There are places across the planet where you resonate with the energy. Where it feels like home, even though you’ve never been there before.

Tulum is that and so much more for me. The beautiful energy of Tulum is a heartbeat; a pulsing, enveloping hum. A vibration where everything manifests in an instant.

Think of a person and they appear in your path. Need a place to live that checks all the boxes, it appears. Feel a whisper of an idea brewing, it magically comes with the resources to make it all happen. It’s all available here in Tulum.

I have a saying that sums it up, “Tulum provides.”

There is no guarantee that you’ll love everything Tulum offers, but you will eventually come to understand why you received what you did.

Tulum presents a conveyor belt filled with your baggage. Choose one piece and keep moving forward. Don’t fight the work you’re here to do. Live in flow and the magic of Tulum unfolds.

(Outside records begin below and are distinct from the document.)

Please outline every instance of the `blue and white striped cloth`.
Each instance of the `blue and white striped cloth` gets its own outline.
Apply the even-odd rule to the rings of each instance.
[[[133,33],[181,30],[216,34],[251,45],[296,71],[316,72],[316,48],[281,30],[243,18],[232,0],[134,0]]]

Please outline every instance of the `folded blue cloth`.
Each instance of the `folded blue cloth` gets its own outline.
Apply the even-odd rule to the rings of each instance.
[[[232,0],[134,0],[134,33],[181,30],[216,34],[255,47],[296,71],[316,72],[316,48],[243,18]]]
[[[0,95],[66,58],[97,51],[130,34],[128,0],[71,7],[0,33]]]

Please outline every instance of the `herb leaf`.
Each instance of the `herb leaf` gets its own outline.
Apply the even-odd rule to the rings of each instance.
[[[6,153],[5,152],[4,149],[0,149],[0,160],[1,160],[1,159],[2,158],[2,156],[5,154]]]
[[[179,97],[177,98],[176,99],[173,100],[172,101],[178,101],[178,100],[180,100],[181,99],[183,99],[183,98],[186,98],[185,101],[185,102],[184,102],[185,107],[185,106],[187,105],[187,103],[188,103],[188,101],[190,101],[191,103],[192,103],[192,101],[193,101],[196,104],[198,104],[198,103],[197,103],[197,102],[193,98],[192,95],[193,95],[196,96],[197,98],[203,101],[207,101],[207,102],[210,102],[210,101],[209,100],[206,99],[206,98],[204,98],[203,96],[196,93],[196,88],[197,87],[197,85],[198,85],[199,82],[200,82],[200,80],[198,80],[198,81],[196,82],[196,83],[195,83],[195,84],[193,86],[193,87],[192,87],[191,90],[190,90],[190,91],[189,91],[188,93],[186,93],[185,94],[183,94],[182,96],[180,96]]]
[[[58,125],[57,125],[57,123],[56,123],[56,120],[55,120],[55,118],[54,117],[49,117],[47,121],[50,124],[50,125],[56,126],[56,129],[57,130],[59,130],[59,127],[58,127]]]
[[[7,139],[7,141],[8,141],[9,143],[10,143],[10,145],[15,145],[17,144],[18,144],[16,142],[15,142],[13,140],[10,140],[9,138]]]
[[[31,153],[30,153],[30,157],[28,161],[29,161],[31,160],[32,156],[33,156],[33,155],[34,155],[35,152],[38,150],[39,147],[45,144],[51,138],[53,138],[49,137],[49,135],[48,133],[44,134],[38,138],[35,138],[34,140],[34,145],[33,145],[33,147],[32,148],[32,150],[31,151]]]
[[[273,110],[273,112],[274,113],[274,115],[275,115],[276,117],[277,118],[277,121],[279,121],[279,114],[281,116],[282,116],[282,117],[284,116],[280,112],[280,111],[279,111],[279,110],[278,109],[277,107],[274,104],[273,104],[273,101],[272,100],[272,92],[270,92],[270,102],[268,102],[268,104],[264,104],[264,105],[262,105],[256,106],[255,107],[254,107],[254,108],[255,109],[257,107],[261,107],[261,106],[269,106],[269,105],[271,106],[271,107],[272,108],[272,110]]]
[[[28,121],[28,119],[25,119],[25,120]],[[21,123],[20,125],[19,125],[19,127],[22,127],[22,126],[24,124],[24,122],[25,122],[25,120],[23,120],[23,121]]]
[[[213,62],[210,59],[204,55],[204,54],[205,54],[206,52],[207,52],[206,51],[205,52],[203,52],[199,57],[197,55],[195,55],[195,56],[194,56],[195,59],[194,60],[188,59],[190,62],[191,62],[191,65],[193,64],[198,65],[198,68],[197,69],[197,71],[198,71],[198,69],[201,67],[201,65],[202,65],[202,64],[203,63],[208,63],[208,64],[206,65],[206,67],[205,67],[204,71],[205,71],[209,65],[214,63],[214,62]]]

Do the opposite, and you wonder what happened to the paradise that called you here in the first place. From broken bones to broken hearts, I’ve seen it again and again.

Anyone who knows me will understand why I was drawn here. I’m dedicated to my personal growth. I use my body, mind and spirit as a laboratory for what’s possible in the healing, growth and co-creation realm. I eat change for breakfast and that includes the changes within me.

Tulum has been a willing partner as I’ve liberated myself in this jungle. As I’ve grown into the woman I’m meant to be. As I’ve led other women to transform their lives too.

When Tulum calls, you come.

When Tulum tells you it’s complete, you go.

I must!

Otherwise I’d be working against the energy and nothing would go my way anyway. The magic would be gone. I can’t force myself to stay. No matter how many people I love here or that I just bought a scooter or that I have a long term rental I adore. It’s time.

I don’t know where I’m going to land. I’m open to where I’m led. I have no limitations except the ones I place in my path. My heart is open and the tears are flowing as the final days in Tulum are here.

I trust my guides without question. I know this is right, even though I don’t have a plan. And boy do I love a good plan. But my guides lovingly laugh at my carefully crafted plans.

So, I let go. And when I question what I’m doing, I let go again.

I TRUST.

I trust in the guidance. I trust in my heart. I trust in myself. And I trust in Tulum.

Tulum taught me how to truly live in flow. How to let everything fall away and BE. How to live a limitless life. For that I’ll always be grateful.

Tulum helped me become the women I was always meant to be. But I had to let go of everything that no longer aligned with my heart and soul.

Thank you for the beautiful friendships, landscapes, growth, healing and love you’ve offered, Tulum!

¿Pero esta gran distancia realmente importa ya que nuestros corazones latían como uno?